San Clemente resident Patrick Crosby isn't your stereotypical homeless person. He doesn't have a substance abuse problem, history of mental illness or shopping cart full of recyclables. A former computer engineer and amateur clarinetist who's also written an unpublished book about the objectivist philosophy of Ayn Rand (The Black Widow—Ayn Rand and the Cobwebs of Objectivism) Crosby's favorite activity is sitting in front of the computer—at the local library—researching U.S. constitutional law.

His interest in the law isn't accidental. In fact, Crosby is working overtime to have California's eviction laws overturned. Last July, he filed a federal civil rights lawsuit in the U.S. District Court that would stop all evictions under California's “unlawful detainer” statutes, which give tenants five days to vacate a property after they've been served with an eviction notice. The suit—which names the City of San Clemente and the Orange County Sheriff's Department as defendants—argues that the unlawful detainer is a relic of the feudal system that originated in 1381 in the time of King Richard II—and the Black Death—and that the five days in which tenants must respond to eviction notices is too short and therefore unconstitutional.

Crosby became homeless last April after he was evicted from an apartment he shared with a friend.

He fought the eviction in court, showing paperwork proving he'd paid his rent on time. On August 31, 2006, he won. But as he quickly discovered, overturning your eviction in court doesn't provide for any reward—like getting your apartment back. Without a roof over his head, Crosby's problems were just beginning.

“As a result of being homeless, I was under constant scrutiny by the police,” he says.

He spent four days in the Orange County jail and, more recently, was banned from the Saddleback College library for looking at MySpace pages. It's a far cry from where Crosby was 30 years ago, working toward a degree in electrical engineering at Illinois Institute of Technology while also studying philosophy in extension courses at the University of Chicago—where he fell into the orbit of the objectivist Rand.

His path toward homelessness began in 1994 when he quit his job as a software engineer at Jet Propulsion Laboratories. After working for about a week as a telemarketer, he settled into less than full-time work: the occasional computer repair job and playing the clarinet for tips on the San Clemente Pier. That last gig earned him headlines in 2005 when the city fined him for performing without a business license and Crosby refused to pay.
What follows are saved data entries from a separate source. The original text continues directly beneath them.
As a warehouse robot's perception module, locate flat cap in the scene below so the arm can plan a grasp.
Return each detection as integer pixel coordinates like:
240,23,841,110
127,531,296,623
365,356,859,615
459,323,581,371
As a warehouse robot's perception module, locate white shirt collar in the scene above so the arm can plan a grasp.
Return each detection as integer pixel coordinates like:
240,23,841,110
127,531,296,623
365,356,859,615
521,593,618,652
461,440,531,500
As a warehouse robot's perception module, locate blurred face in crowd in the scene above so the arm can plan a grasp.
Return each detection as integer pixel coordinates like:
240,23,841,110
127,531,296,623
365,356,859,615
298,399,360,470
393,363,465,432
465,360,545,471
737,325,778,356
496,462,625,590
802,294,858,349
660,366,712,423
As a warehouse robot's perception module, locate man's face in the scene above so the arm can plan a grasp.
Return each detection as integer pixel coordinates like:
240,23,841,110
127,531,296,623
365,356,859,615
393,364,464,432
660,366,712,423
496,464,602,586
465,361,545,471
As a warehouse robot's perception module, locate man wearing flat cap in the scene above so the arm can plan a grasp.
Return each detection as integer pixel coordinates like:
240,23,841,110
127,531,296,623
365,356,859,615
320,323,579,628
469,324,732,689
The Orange County Register ran an October 21 story about Crosby that year, (“San Clemente Seeks C-Notes from Pier Clarinetist”) highlighting the absurdity of the case. Thanks to the publicity, he was able to continue his performances, but says that he earns “barely” enough cash to buy food. Last spring, Crosby could no longer afford to pay rent and moved in with a friend. They alerted the landlord of his presence in the unit and paid an additional $50 per month.

But after a few months, Crosby received an eviction notice.
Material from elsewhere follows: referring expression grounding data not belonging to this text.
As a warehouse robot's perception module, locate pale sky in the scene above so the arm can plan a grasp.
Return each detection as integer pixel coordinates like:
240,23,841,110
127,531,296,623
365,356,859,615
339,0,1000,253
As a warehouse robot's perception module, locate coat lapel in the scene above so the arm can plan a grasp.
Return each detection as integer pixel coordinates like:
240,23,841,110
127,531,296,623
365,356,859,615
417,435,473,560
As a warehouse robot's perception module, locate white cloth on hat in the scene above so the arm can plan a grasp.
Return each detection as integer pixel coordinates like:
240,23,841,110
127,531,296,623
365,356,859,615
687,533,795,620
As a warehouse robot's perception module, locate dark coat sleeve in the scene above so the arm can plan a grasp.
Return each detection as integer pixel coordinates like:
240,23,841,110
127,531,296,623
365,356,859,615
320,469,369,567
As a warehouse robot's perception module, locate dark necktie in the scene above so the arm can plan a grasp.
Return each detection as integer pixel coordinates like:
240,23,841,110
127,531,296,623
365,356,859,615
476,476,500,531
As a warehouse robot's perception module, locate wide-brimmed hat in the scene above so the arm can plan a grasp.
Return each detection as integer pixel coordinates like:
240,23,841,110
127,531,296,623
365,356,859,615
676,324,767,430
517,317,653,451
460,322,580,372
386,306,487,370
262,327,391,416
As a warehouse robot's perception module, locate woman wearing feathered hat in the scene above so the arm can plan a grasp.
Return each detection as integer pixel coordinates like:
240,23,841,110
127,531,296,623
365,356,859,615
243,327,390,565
“At the end of the 30 days, I came home and the landlord's gardener was moving my stuff out by the trash and my roommate seemed to be cooperating.”

Crosby called the police and pointed out that he hadn't received a formal eviction notice known as an unlawful detainer. The police let him move his belongings back in the apartment, but he received the formal notice five days later and suddenly found himself homeless.

He refuses to say where he sleeps at night, except that he's found a place where he has a roof over his head as well as privacy, as long as he sneaks away before dawn. “I can't tell you where it is,” he says. “It's part of the homeless code of confidentiality.”

Several months after he filed his federal lawsuit, it is still mired in pre-trial legal wrangling—Crosby is acting as his own attorney. He recently typed up a 26-page response to a motion to have the case dismissed because he failed to serve the Orange County Sheriff's Department with a written notice of his lawsuit in a timely fashion. “Plaintiff is homeless and destitute . . . [and] has had financial difficulty in serving the defendants. For all these good reasons, plaintiff should be given more time.”

Even though he says he has no illusions that his federal civil rights case will win him back his old apartment, he says he's determined to win in court. “My motive is to have justice for people who aren't wealthy enough to own their own residences. I want a level playing field. Right now, it's rigged.” He says the fact that he successfully appealed his own eviction and still remains homeless shows that the laws are unfair. “It is as though the court says 'We will hear your appeal on your death sentence, but that's not going to stop you from being hanged.'”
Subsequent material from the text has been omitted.